Firstly, by cutting down on the ludicrous amounts of time they have to spend chasing different organisations for payment by allowing everyone access to GPs’ own payments system. Secondly, to stop the pointless referrals from hospitals back to GPs when they miss an appointment – a total waste of professional time that accounts for around 3% of all GP appointments. Thirdly, we must make general practice truly paperless by 2018. Embarrassingly someone told me that we believe the NHS is currently the world’s largest purchaser of fax machines.
Finally, we need to support GPs to innovate locally across organisational boundaries. Today an independent review on the PM Challenge Fund has shown a statistically significant 15% reduction in minor self-presenting A&E attendances by patients at those practices. This is family doctoring at its best: keeping people happy and healthy outside hospital.
Next, a patient-centred system needs to ask whether it really is really giving patients choice and control over their care at every available opportunity. So we will continue to explore ways to increase choice in maternity, end of life care and the roll out of personal budgets, where NHS England has promised plans before the end of the year.

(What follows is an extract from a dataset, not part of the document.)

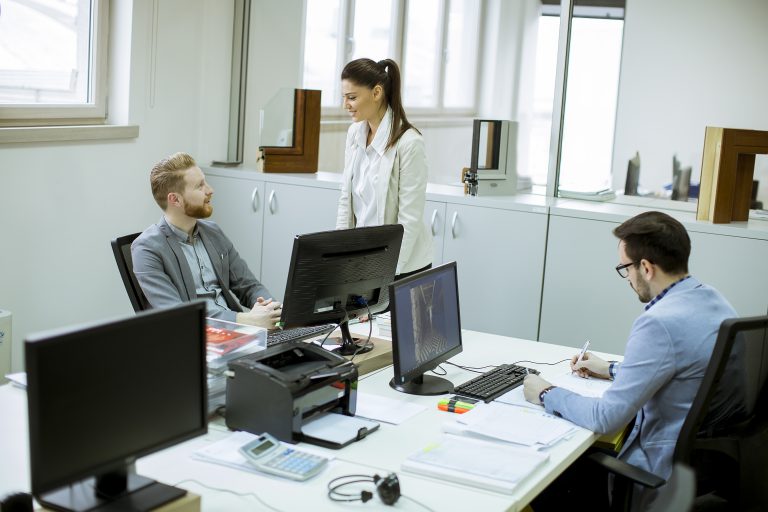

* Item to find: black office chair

Finally, and most difficult of all, we must continue to tackle the culture gap which still acts as a barrier to putting patients first. Professor Sir Mike Richards frequently expresses astonishment at the variations in care he has found in NHS hospitals – much greater than he anticipated, with world class hospitals like Frimley and Salford Royal alongside 22 hospitals which sadly have had to be put into special measures. The CQC say this variation is not principally about money, challenging though the current financial situation is, but about leadership and culture. People become doctors and nurses because they want to do the right thing for patients. But too often a defensive culture makes them pay too high a price for speaking out if they think they have made a mistake or seen others making a mistake. We must accept that there will always be mistakes, sometimes with tragic consequences. But the overwhelming patient interest is in an open and transparent culture that learns from those mistakes and stops them being repeated.

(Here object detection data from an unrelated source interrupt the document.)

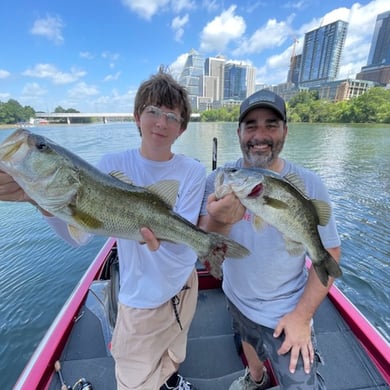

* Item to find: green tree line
[0,87,390,125]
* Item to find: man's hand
[274,311,314,374]
[140,227,160,252]
[207,193,245,225]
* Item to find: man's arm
[274,247,341,373]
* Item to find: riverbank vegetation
[0,87,390,125]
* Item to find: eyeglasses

And that patient interest is served not just by eliminating variation between hospitals – but within them as well. A patient-centred system cannot justify mortality rates 15% higher for those admitted on a Sunday compared to those admitted on a Wednesday. Hospitals must be allowed to roster according to patient need – and to those who point to low morale as a reason not to change this, I simply say the highest morale is almost always found at the hospitals that are best at looking after patients. There is no conflict between a motivated workforce and a patient-centred culture – on the contrary the overwhelming evidence is that they go together. So we must challenge those who resist improvements that put the patient interest first with the utmost vigour.

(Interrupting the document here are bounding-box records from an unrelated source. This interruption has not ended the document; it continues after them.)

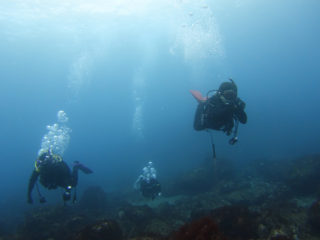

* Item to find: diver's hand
[27,197,33,204]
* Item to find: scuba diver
[28,150,92,204]
[190,79,247,145]
[134,162,161,200]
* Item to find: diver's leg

Technology in healthcare should never be an end in itself. It must be about improving the safety of your baby’s delivery, accurately identifying if you’re having a heart attack, or diagnosing your cancer more quickly. But most of all it must be about control – about moving away from a culture when you ‘get what you’re given’ to a democratic culture where for the first time in centuries of medical history the patient really is the boss. Both the tech optimists and the tech sceptics have plenty of evidence to use. But I am unashamedly one of the optimists. When it comes to the coming changes in healthcare, it’s not man versus machine, it’s what man and machine can accomplish together. And to that there really are no limits.